Ob unser Wunsch sich immer erfüllt, wissen wir nicht. Für die Kinder engagieren wir uns in unserer Arbeit - selbstverständlich. Aber ein Ergebnis der vielen Tauffeste könnte ja auch sein, die Paten der Täuflinge als Zielgruppe über die Taufe nicht aus den Augen zu verlieren. Wie wäre es mit einem Anschreiben an die Paten in einem Jahr - Hinweise auf schöne Materialien oder die Einladung zu einem Treffen - Gesprächsthemen gäbe es genügend.
Lasset die Kinder zu mir kommen und wehret ihnen nicht, denn ihnen gehört das Himmelreich - dieser Satz Jesu ist zum einen die Aufforderung an uns, Kindern Raum zu geben. Aber zum anderen eben auch der Anspruch, dass wehrende, also hindernde Schwierigkeiten aus dem Weg geräumt werden sollen. Paten wollen ihr Patenkind begleiten - begleiten wir sie bei dieser wichtigen Aufgabe. Inhaltlich genauso wie menschlich, seelsorgerlich. Die Tauffeste sind hierfür ein guter Anfang.
Ihr
Dietrich Schneider
Öffentlichkeitsreferent im Kirchenkreis Unna

- Täufling, Eltern und Paten empfangen gemeinsam den Taufsegen - wie hier beim Tauffest in Unna.
Fürbitte:
Guter Gott,wir taufen unsere Kinder auf deine Verheißung hin.
Wir stellen ihnen Paten zur Seite, die ihnen auf ihren Wegen gute Begleiter sein sollen.

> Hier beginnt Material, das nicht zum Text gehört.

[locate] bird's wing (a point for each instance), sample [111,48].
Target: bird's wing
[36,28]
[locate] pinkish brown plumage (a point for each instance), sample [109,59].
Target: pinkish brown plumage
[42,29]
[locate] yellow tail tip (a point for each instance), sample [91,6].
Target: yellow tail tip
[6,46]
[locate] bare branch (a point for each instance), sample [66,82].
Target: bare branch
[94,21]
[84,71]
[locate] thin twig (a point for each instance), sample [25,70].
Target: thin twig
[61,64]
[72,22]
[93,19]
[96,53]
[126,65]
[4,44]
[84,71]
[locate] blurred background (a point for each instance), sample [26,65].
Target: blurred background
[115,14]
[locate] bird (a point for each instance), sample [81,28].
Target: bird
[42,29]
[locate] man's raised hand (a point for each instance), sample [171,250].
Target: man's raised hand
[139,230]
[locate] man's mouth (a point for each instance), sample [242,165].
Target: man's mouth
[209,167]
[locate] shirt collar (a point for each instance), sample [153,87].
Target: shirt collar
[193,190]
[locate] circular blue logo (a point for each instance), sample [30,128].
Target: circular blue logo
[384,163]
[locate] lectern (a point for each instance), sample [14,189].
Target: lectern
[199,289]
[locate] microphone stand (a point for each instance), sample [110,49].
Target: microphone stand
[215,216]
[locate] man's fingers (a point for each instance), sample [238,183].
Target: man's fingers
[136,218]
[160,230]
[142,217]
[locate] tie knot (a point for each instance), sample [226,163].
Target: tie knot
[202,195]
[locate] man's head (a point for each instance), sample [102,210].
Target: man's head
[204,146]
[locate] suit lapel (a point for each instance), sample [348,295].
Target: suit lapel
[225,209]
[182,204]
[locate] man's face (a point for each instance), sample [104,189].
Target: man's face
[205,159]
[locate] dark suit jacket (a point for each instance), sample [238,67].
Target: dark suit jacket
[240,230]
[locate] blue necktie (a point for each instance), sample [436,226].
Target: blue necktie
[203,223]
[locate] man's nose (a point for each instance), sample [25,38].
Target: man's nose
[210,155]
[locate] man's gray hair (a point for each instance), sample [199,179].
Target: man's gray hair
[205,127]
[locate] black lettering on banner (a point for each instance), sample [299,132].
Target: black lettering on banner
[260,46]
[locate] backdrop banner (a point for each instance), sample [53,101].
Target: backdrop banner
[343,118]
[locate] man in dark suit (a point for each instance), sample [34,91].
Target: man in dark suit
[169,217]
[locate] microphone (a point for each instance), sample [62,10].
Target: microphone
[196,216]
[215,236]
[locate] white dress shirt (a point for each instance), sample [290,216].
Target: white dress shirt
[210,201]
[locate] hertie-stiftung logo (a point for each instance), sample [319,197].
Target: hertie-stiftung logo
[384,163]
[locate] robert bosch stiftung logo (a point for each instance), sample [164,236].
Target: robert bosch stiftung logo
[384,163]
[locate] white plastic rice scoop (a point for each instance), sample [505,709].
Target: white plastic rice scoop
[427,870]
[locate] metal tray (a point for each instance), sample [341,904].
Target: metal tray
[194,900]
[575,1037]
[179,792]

Schenke du den Paten Freude an ihrem Amt, Fröhlichkeit und Zugewandtheit im Umgang mit ihren Patenkindern und Ideen und Zeit, den Kindern von dir zu erzählen.
Amen
Ein Patengebet:
Lieber Gott, nun bin ich Pate.
Ein Kind wurde mir in besonderer Weise anvertraut.
Ich möchte diese Aufgabe Ernst nehmen und gut ausfüllen.
Ich möchte Wegbegleiter, Tröster, Gesprächspartner und Kamerad sein.
Ich möchte gerne helfen, dass mein Patenkind von Dir erfährt und lernt, mit dir zu leben.
Doch noch bin ich unsicher:
Wie soll ich reden?
Was soll ich ansprechen?
Was, wenn mein Patenkind damit nichts anfangen kann?
Lieber Gott, hilf du mir, ein guter Pate zu werden!